Pojawia się nowa kategoria interpretatorów prawa, jakimi są autorzy formularzy. Formularze są tworzone zazwyczaj przez specjalistów od informatyki czy szerzej - od zarządzania informacją. Ci ludzie nie mają wykształcenia prawniczego, ich domeną działania jest pozyskiwanie i przetwarzanie informacji. Często prowadzi to do nadmiarowości oczekiwanych danych w stosunku do rzeczywistych potrzeb. Prezes ZUS przyznała niedawno, że formularz, którzy muszą wypełniać płatnicy, zawiera za dużo informacji w stosunku do tych, które są potrzebne do płacenia składek. Czyli w gruncie rzeczy nie służy on do pobierania w myśl prawa składek ubezpieczeniowych, ale do pozyskiwania od płatników informacji, bo ZUS miał potrzebę dowiedzenia się wielu rzeczy o swoich klientach.

W przypadku Krajowego Rejestru Sądowego rozporządzenie o formularzach zmieniło zapisy ustawy. Postanowiono, że zarówno stowarzyszenia, jak i fundacje będą rejestrowane przy użyciu jednego formularza. W wyniku tego zaczęto stosować te same wymagania wobec stowarzyszeń i fundacji, wymagać od stowarzyszeń spełnienia warunków, które były zarezerwowane tylko dla fundacji.

Formularze z punktu widzenia informatyki są niezbędne. Dopóki nie będą w ich tworzeniu uczestniczyć prawnicy ze znajomością reguł funkcjonowania systemów informatycznych, dopóty bardzo trudno będzie stworzyć formularz, który by nie wprowadzał dodatkowej interpretacji prawa. Nie mówiąc już o tym, że formularze muszą być pisane językiem zrozumiałym dla użytkowników i uwzględniać zasady ergonomii. W Sądowym Rejestrze Zastawów w Warszawie początkowo nikt w opinii tamtejszych sędziów nie potrafił prawid-łowo wypełnić formularza. Zaczęto się zastanawiać, dlaczego tak się dzieje. Potem okazało się, że sami sędziowie też różnie wypełniali formularze.

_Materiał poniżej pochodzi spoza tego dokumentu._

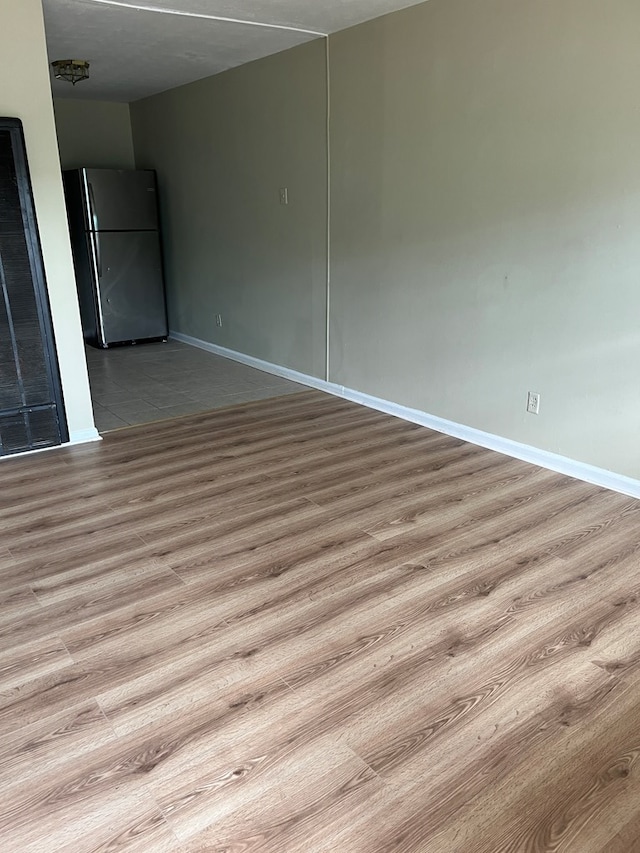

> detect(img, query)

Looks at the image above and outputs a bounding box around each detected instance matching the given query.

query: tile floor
[87,341,307,432]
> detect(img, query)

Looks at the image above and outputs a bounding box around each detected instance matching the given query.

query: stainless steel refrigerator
[63,169,168,347]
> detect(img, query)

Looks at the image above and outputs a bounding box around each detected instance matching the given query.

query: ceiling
[43,0,428,101]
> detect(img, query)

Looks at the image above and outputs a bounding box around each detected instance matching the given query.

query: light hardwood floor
[0,392,640,853]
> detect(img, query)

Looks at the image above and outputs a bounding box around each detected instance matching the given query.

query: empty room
[0,0,640,853]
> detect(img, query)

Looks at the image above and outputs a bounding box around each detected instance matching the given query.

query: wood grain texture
[0,392,640,853]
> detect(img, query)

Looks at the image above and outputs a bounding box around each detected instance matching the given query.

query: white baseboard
[169,331,640,498]
[0,429,102,462]
[69,427,102,444]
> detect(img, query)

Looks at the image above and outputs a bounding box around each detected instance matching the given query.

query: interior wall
[131,40,327,376]
[330,0,640,478]
[132,0,640,478]
[53,98,135,169]
[0,5,95,441]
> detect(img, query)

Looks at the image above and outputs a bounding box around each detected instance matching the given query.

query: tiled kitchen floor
[87,341,307,432]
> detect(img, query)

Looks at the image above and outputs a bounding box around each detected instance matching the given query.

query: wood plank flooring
[0,392,640,853]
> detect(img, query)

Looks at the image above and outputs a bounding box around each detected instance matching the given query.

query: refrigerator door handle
[91,231,102,278]
[87,181,100,231]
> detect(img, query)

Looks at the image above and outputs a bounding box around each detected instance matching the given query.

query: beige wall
[132,0,640,478]
[54,98,135,169]
[131,36,326,376]
[330,0,640,478]
[0,0,94,439]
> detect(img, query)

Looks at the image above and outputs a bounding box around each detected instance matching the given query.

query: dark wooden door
[0,118,68,456]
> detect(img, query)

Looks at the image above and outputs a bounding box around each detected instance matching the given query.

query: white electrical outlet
[527,391,540,415]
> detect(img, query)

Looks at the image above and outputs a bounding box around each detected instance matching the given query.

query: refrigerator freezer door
[83,169,158,231]
[95,231,168,346]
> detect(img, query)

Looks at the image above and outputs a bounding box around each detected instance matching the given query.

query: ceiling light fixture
[51,59,89,86]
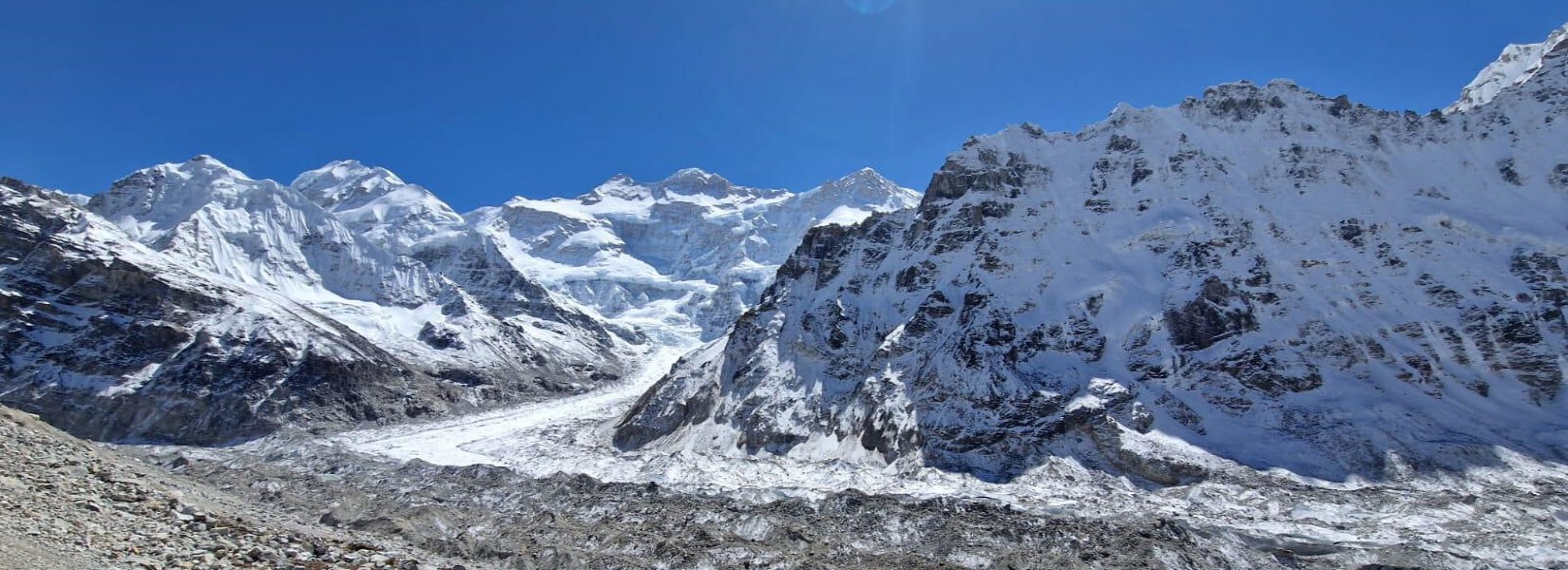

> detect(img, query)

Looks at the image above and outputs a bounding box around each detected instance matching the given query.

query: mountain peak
[659,167,731,188]
[154,155,251,180]
[289,160,408,202]
[1443,24,1568,113]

Od czego przede wszystkim zależy właściwe przygotowanie przepisów prawa do ich elektronicznego przetwarzania?

Od jakości prawa. Im wyższa jakość stanowionych aktów prawnych, tym łatwiej wyprowadzić z nich stosowne algorytmy do obróbki elektronicznej.

Na ile techniki informacyjne zmieniają sposób stanowienia prawa? Czy w przyszłości formularze będą stanowiły integralną część ustaw?

Elektronizacja, paradoksalnie, komplikuje zapisy prawa, zamiast je upraszczać. Trzeba wykonywać formularze, a to wymaga coraz dokładniejszego i precyzyjnego określania różnych parametrów i wskaźników. Nie można przecież opracowywać oddzielnych formularzy dla każdego przypadku. W jednym trzeba zawrzeć różnorodność sytuacji. Formularze powinny być zestandaryzowane, a to wymaga większego wysiłku w tworzeniu ustaw i zaangażowania liczniejszego zespołu do pisania projektów ustaw, gdyż powinny one być konsultowane także ze specjalistami od technik informacyjnych.